グローバルな競争が激しさを増した現在、企業はこのような人材こそ充実させる必要がある。当然ながら彼らには仕事に見合った権限、肩書き、報酬を与える。

管理職離れに歯止めをかけるためにも

「過剰な管理職」を減らせば「過剰な管理」をなくせる。それによって部下の意欲と能力が向上し、組織は活性化される。さらに分厚いミドル層から精鋭を引き抜いて「攻め」の部隊に抜擢すれば、現有勢力でビジネスを拡大できるようになる。

 さらに別の効果も期待できる。

 近年、管理職への昇進を望まない社員が増えている。また女性の活躍支援という掛け声と裏腹に、女性の昇進志向も高いとはいえない。それは現在の管理職が魅力に乏しい一方で、労働時間や仕事量などの面で負担が大きすぎるからである。管理職の役割を見直すとともに、本物のプロとして活躍できる道を広げれば、彼らの意識を変えることにもつながるだろう。

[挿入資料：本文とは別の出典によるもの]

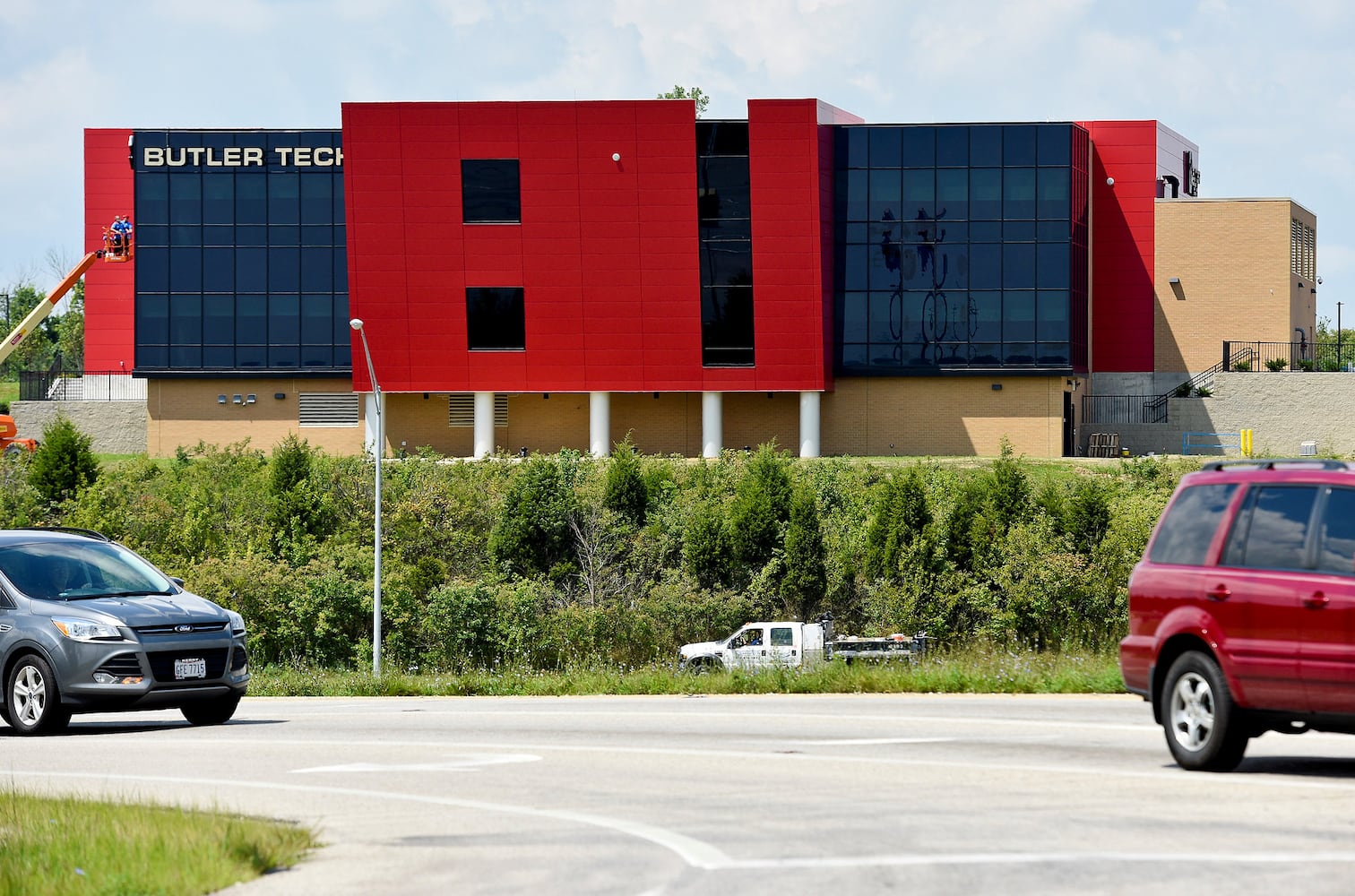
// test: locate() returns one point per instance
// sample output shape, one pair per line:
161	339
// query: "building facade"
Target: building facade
545	275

 かつて、組織のミドル層が分厚いのは日本企業の強みだといわれてきた。実際にミドル層が経営を支える重要な役割を果たしてきたことはたしかである。しかし今日、環境の変化に素早く適応し、現場の力を最大限に引き出せるスリムでフラットな組織が求められている。企業だけでなく社員にとってもプラスになる道を選ぶことで、組織改革はスピードアップできるはずだ。